Die traditionelle schottische Literatur für die Great Highland Bagpipe beinhaltet fast nur Stücke, die ohne die oben erwähnten Halbtöne auskommen. Daher stehen die Stücke in A-mixolydisch (Bordune auf dem Grundton) oder D-hypoionisch bzw. D-Dur (Bordune auf der Quinte zum Grundton). Um ohne den Gebrauch der Halbtöne in äolisch bzw. (reinem) moll spielen zu können, gibt es einige wenige Stücke, die in H-äolisch stehen. Die Bordune stehen dabei auf der kleinen Septime zum Grundton, was klanglich etwas gewöhnungsbdürftig ist. Bei nicht traditionell schottischer Literatur kommen auch die Halbtöne, insbesondere das C natural und das F natural zum Einsatz, womit sich auf dem Grundton A (Bordune auf dem Grundton) auch Stücke im dorischen und äolischen Modus und auf dem Grundton D (Bordune auf der Quinte zum Grundton) Stücke im hypodorischen und hypoäolischen Modus erschließen.

Solovortrag

Das solistische Spiel auf der Great Highland Bagpipe ist häufig anzutreffen, da nur beim Solovortrag bestimmte instrumentenspezifische Spieltechniken wie z. B. die „grace notes“, sehr kurze Töne zwischen den eigentlichen Tönen der Melodie, voll zur Geltung kommen.

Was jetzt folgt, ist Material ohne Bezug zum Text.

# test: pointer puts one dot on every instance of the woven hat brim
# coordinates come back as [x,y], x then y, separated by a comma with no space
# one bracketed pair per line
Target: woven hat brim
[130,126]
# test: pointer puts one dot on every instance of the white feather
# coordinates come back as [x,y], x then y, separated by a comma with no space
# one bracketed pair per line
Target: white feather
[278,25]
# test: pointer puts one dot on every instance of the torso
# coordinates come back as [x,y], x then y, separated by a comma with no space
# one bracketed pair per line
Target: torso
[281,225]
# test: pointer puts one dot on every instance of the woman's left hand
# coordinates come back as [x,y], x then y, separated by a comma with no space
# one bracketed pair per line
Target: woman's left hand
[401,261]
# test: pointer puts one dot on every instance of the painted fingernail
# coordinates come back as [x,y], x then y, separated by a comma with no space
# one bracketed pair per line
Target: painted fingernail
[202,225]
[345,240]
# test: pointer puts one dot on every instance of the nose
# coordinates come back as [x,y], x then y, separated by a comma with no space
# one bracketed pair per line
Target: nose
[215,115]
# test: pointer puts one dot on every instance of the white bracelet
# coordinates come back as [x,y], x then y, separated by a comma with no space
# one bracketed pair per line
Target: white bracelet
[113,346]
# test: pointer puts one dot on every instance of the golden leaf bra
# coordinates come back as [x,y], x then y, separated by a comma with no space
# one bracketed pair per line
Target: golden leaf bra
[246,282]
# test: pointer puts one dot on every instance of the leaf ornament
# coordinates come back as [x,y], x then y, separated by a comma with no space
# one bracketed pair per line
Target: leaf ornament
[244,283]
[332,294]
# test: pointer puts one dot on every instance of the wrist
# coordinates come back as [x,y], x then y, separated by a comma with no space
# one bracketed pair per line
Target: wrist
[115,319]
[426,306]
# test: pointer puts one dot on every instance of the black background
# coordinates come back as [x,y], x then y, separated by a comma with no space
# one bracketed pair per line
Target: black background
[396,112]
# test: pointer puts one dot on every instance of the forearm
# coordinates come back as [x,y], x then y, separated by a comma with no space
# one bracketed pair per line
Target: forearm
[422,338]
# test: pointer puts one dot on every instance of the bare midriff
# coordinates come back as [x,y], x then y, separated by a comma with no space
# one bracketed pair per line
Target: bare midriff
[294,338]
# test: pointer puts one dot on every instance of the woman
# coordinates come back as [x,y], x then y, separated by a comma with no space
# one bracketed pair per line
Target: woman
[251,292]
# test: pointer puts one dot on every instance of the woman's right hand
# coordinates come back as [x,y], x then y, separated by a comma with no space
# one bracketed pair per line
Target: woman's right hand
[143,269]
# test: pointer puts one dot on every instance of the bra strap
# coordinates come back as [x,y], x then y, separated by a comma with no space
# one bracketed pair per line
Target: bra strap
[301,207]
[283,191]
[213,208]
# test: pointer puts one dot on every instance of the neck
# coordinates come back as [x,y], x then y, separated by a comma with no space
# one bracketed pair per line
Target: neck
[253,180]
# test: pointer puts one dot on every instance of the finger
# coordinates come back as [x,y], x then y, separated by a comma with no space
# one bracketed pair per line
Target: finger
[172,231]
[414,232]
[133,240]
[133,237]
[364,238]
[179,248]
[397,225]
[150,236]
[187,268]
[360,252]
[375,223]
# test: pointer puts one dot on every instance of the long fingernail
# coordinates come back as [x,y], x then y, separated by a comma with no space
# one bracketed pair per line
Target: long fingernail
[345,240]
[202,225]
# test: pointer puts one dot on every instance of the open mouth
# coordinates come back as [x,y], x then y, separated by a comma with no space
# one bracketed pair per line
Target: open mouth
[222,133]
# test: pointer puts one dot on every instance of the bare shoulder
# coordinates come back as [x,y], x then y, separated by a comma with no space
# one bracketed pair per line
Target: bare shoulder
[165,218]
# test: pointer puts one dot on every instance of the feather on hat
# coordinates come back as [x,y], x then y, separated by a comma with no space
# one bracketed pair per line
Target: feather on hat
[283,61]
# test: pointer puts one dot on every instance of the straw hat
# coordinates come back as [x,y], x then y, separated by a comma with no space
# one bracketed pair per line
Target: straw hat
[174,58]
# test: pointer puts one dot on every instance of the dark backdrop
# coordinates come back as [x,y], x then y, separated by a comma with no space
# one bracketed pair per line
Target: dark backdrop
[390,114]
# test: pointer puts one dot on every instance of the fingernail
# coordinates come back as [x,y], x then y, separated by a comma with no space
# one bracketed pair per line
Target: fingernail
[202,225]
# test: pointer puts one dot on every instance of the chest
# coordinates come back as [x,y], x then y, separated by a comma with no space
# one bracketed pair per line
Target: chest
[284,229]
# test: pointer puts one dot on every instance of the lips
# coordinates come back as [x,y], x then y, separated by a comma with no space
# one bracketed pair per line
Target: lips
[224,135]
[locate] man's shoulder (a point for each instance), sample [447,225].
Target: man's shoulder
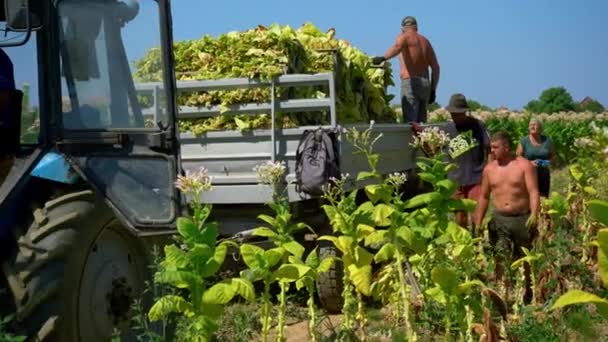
[490,166]
[523,163]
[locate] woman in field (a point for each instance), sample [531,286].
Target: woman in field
[538,149]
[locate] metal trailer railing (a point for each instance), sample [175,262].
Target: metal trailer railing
[274,106]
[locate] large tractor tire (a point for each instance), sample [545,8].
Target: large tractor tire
[329,284]
[75,272]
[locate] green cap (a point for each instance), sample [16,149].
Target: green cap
[409,21]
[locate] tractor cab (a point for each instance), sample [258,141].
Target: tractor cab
[79,112]
[88,161]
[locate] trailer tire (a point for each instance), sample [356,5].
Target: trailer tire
[65,262]
[329,284]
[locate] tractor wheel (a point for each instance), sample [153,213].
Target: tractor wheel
[329,284]
[75,272]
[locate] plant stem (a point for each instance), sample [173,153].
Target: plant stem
[448,323]
[311,312]
[361,317]
[266,312]
[347,324]
[404,297]
[469,323]
[282,309]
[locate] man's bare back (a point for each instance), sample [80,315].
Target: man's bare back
[511,181]
[508,186]
[416,55]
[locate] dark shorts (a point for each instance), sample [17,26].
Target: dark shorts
[471,191]
[508,234]
[415,93]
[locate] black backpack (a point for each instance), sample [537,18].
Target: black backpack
[316,161]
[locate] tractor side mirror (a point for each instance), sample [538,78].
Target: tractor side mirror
[10,121]
[22,16]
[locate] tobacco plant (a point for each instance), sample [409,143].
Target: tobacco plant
[191,265]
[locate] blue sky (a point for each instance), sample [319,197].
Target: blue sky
[496,52]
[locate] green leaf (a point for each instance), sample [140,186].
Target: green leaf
[363,175]
[179,279]
[220,293]
[599,211]
[208,234]
[436,294]
[291,272]
[364,230]
[312,260]
[345,243]
[295,248]
[382,214]
[423,199]
[244,288]
[602,255]
[467,286]
[326,264]
[573,297]
[447,186]
[446,278]
[428,177]
[249,252]
[187,229]
[333,239]
[590,190]
[361,278]
[375,238]
[576,172]
[176,257]
[201,253]
[273,256]
[264,232]
[170,304]
[385,253]
[378,193]
[363,256]
[464,204]
[215,263]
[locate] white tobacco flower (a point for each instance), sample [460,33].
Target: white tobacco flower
[194,182]
[397,179]
[269,172]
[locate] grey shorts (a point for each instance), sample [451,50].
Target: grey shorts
[415,93]
[508,234]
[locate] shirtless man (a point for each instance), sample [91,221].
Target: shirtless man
[516,200]
[7,85]
[416,55]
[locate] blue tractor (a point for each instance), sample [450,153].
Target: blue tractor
[87,179]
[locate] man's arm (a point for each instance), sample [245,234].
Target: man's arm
[484,198]
[520,150]
[434,64]
[532,187]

Neben der Literatur, die auch zu mehreren gespielt wird, existiert Literatur speziell für den Solovortrag wie z. B. das Piobaireachd. Der Solovortrag erlaubt darüber hinaus in besonderem Maße den Gebrauch der Halbtöne, da hier keine Intonationsprobleme mit anderen Great Highland Pipes auftreten können.

Pipes & Drums

Pipes & Drums ist die Bezeichnung für schottische Blasorchester, die nur mit Great Highland Bagpipes und Schlagwerk (Bass Drum, mehrere Tenor Drums, mehrere Snare Drums) besetzt sind. Pipes & Drums ist das schottische Gegenstück zu den europäischen und amerikanischen Blasorchestern (Marching Bands). Die Formationen gehören oft dem Militär an oder stehen zumindest in militärischer Tradition. Die Halbtöne werden in diesen Formationen so gut wie gar nicht verwendet, da bei diesen Tönen im chorischen Spiel Intonationsprobleme zwischen den einzelnen Instrumenten nicht ausgeschlossen werden können.

Bagad

Bagad ist die bretonische Variante von Pipes & Drums. Zu den Great Highland Bagpipes (Binioù braz) kommen noch die Rohrblattinstrumente Bombarde (mehrfach besetzt), Bombarde tenor (einfach besetzt oder mit wenigen Instrumenten vertreten) und Binioù kozh (meist nur einfach besetzt) hinzu. Die Spielpfeifen der verwendeten Great Highland Bagpipes sind so eingerichtet, dass auch die Halbtöne gespielt werden können. Das Schlagwerk (Batterie) entspricht dem bei Pipes & Drums. Anders als bei Pipes & Drums werden bei einzelnen Stücken auch weitere Instrumente wie Flöten, Saxophone, andere Sackpfeifen (z.B. Cornemuse du centre), Akkordeon und zusätzliche Schlaginstrumente, aber auch „moderne“ Instrumente wie E-Gitarre, E-Bass und Synthesizer eingesetzt.

Übungsinstrumente

Erlernt wird das Spiel auf der Great Highland Bagpipe häufig zunächst nicht auf dem eigentlichen Instrument, sondern auf einem einfachen mundgeblasenen Doppelrohrblattinstrument mit Windkapsel, dem Practice Chanter. Die Lautstärke ist moderat und für kleine Räume geeignet. Hochwertige Practice Chanter sind aus Grenadill gefertigt und haben die gleichen Grifflochabstände wie die Spielpfeifen der Great Highland Bagpipe und andeutungsweise, also für die Finger fühlbar, vergleichbar große Grifflöcher. Auf diesem Instrument wird die Griffweise der Great Highland Pipe erlernt. Der Practice Chanter begleitet auch erfahrene Piper lebenslang, z. B. zum Erlernen neuer Stücke, für Fingerübungen oder für das gemeinsame Üben in der Gruppe.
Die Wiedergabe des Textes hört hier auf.